HALO Trust Co-Founder Sees 'Good Successes' On Land-Mine Front

Your browser doesn’t support HTML5

WATCH: An Afghan land-mine survivor tells his story.

Fewer land mines are being laid down today than in recent decades, but huge numbers of them remain in the ground in postconflict countries around the world. RFE/RL's Charles Recknagel spoke to Guy Willoughby, co-founder of the HALO Trust, a humanitarian organization clearing mines in Afghanistan, Bosnia, Kosovo, and other countries.

RFE/RL: You say there is some good news regarding land mines: many fewer are being laid down by armies in conflicts today than in previous decades. Why is that?

Guy Willoughby: There are very, very few land mines being laid at the moment anywhere in the world, and certainly nothing like the numbers that were laid in the '80s or the '90s. You must remember that land mines -- antipersonnel mines -- are normally laid by armies that are on their back foot and facing defeat. They are laid by armies which have run out of troops or don't have enough troops to defend their key strategic points. So, in the past, they laid antipersonnel mines as "soldiers that never sleep and don't need feeding."

Perhaps why there are fewer being laid now is that there are less of these big conflicts going on with relatively static armies, one army facing another army, where one of the armies has far fewer troops and therefore lays land mines. That is not the style currently of warfare in the last five to 10 years, on a global basis.

RFE/RL: What about the way governments think about land mines? Is that changing? We see that 80 percent of the world's countries have agreed to be bound by the 1997 Mine Ban Treaty, yet mines are still being produced.

Guy Willoughby


Willoughby: I think one of the successes of the Mine Ban Treaty was a stigmatization of land mines, accepting that in a postconflict situation the civilians have their lives heavily impacted by land mines because land mines take so long to clear. If you want to bring a country back to normality after a conflict, then it is much, much easier to do that if there are no land mines.

There has been very good progress because some of the major mine manufacturers, such as the Italians, who manufactured and exported a very large number of land mines, are no longer doing so.

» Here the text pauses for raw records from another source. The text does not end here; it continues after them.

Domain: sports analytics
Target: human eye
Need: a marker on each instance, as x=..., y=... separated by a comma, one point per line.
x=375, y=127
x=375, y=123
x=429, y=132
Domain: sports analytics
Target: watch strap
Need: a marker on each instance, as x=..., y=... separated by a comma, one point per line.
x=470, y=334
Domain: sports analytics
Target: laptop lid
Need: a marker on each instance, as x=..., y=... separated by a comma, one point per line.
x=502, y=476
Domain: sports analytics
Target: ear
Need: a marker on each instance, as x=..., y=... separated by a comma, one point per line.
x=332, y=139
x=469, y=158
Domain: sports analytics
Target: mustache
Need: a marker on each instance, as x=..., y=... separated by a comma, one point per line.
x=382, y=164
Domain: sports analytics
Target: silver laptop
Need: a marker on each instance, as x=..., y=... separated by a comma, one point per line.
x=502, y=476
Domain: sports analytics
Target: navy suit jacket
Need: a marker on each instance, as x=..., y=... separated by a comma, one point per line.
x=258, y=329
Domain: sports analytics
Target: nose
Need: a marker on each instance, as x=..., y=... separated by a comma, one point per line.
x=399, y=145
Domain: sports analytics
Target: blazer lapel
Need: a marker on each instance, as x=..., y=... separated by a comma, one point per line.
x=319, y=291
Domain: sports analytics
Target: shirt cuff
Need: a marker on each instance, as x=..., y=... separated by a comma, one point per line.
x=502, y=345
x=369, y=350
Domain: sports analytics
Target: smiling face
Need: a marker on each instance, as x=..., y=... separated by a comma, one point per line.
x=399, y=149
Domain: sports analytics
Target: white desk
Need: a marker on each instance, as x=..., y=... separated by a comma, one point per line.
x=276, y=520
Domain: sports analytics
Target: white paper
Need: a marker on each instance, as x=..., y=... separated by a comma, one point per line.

So there have been good successes.

RFE/RL: None of the world's biggest military powers has signed the Mine Ban Treaty, but they take quite different approaches to the land-mine problem. The United States bans the export of land mines, while Russia and China do not. As your organization cleans up after conflicts, where do you see most of the land mines coming from?

Willoughby: If one looks at the tens of thousands of mines that the HALO Trust clears every year, most of those mines originate from Russia, China, Iran, and Pakistan.

RFE/RL: In many postconflict countries, huge numbers of mines remain in the ground. What kind of numbers are we talking about worldwide?

Willoughby: In most [postconflict] countries, we are probably talking tens of thousands, possibly hundreds of thousands. There will be one or two places that probably still have a million land mines. There will be a million land mines to still clear on the Zimbabwe-Mozambique border, and there may still be a million mines left on the Cambodia-Thai border from the mine belt laid there in the 1970s and '80s.

RFE/RL: People in postconflict countries must wonder why their own governments or military don't make removing mines a bigger priority. Why is there a need for outside organizations like yours to do much of the work?

Willoughby: One must bear in mind that most of these countries have had appalling conflicts and are going through their own postconflict reconstruction phase. Their demands on their funding are for building hospitals [and] schools, clearing land mines, infrastructure tasks, water supplies, agriculture, etc., so they have a huge demand for funding.

It's not necessarily the case that reconstructed armies are good at demining. They tend to have so many other priorities. So the HALO Trust model of employing either ex-soldiers or ex-combatants or reintegrated or rural folk trying to earn a living while their land is cleared of land mines, that model does work very well and is welcomed by the governments of Angola, Mozambique, Kosovo, and so on.